People with dyslexia struggle not just to read words but also to identify speech sounds and to associate those with words and letters. So it's not just about having a hard time reading. It can hinder someone's communication and absorption of ideas and concepts.
But there's still more that we don't know about dyslexia, so through a research alliance between UC San Francisco and UC Berkley with the support of Charles Schwab, dyslexia and other learning disabilities will be further examined so that we might know how it starts, which parts of the brain it affects, and so on.
The new center, with clinical and research efforts at both Bay Area campuses, will break down barriers between disciplines such as medicine and education, and create and provide the best evidence-based interventions in the clinic, classroom, workplace, and home.

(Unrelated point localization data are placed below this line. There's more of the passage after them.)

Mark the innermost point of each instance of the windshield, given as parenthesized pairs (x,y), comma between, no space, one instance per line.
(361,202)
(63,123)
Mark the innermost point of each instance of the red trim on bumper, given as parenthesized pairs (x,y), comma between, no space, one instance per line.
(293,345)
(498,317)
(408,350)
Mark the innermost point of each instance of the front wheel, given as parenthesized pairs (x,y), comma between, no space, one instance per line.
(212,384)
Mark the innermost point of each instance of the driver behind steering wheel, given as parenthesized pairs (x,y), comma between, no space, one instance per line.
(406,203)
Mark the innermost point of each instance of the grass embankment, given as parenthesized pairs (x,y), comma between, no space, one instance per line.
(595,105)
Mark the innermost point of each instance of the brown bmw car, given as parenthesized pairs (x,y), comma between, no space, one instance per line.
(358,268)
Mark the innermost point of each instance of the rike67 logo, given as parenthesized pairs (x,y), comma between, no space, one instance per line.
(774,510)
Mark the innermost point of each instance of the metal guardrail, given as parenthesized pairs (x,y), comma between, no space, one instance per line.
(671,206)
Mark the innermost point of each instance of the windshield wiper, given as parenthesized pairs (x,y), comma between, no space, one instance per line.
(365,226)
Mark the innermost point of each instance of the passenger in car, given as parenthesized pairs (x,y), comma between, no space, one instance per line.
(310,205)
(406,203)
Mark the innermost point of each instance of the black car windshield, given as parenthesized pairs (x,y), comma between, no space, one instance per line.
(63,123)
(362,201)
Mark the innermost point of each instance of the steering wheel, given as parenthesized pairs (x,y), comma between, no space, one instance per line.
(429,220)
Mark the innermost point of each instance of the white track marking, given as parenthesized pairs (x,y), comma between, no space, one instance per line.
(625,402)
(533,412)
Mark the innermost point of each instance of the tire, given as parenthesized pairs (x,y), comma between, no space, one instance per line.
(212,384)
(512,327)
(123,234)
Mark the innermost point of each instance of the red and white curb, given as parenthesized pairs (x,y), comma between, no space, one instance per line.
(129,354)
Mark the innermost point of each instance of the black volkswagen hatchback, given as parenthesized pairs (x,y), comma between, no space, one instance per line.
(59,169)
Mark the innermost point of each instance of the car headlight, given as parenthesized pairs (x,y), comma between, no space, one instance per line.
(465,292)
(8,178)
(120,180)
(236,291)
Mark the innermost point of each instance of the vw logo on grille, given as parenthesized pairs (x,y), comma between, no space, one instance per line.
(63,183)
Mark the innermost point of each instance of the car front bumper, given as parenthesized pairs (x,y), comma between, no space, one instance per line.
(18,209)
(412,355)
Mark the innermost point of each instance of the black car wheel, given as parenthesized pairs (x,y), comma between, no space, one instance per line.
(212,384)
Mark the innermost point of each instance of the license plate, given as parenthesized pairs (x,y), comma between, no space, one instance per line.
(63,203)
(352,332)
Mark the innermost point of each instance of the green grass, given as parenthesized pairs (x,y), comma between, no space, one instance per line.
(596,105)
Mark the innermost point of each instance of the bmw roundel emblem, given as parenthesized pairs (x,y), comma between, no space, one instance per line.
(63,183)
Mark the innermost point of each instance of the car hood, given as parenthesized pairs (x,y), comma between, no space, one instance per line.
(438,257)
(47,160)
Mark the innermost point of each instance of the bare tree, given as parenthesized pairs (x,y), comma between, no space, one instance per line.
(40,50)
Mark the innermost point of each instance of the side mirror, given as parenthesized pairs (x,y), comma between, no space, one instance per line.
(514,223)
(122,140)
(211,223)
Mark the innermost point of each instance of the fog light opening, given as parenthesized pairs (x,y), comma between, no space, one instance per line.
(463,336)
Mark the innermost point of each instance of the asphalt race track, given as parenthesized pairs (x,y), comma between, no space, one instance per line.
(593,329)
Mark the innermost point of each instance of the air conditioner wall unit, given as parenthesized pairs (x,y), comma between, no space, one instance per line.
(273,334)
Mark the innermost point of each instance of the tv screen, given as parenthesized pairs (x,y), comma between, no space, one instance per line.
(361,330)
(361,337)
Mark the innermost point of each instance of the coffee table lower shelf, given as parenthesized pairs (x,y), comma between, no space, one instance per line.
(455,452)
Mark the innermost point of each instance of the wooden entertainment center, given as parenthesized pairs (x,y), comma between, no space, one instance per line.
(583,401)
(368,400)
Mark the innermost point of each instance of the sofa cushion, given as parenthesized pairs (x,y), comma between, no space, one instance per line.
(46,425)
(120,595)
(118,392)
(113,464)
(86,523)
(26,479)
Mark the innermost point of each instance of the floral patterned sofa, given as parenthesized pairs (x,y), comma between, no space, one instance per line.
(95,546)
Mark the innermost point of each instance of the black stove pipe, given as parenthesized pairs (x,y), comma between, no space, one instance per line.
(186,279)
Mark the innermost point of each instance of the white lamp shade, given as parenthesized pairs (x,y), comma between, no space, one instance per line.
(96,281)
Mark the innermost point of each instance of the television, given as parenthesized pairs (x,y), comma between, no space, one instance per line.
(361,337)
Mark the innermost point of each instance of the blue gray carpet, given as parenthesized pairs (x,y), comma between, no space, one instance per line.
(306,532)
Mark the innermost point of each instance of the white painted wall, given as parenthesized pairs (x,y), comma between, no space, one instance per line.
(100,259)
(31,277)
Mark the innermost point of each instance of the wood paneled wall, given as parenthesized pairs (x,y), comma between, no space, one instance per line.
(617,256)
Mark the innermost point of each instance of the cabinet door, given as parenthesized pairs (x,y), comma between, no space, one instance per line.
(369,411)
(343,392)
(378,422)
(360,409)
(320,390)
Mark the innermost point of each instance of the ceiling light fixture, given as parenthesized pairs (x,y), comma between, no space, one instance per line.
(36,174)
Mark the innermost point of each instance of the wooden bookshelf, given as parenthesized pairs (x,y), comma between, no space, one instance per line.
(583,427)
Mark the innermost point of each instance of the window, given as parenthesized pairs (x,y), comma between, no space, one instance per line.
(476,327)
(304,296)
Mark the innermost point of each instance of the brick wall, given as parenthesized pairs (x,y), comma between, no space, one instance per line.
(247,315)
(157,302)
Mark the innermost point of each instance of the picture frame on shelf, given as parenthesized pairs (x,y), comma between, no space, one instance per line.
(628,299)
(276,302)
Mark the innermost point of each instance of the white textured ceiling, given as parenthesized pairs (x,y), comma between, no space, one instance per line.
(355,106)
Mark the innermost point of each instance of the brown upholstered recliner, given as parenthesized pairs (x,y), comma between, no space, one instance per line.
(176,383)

Known as the UCSF-UC Berkeley Schwab Dyslexia and Cognitive Diversity Center, the new initiative will draw on the deep and diverse strengths of both campuses – in child and adolescent psychiatry, psychology, neurology, neuroscience, education and public health – to accelerate research; develop and implement better screening and assessment tools; test new interventions; and reduce the social stigma surrounding dyslexia and other learning disorders.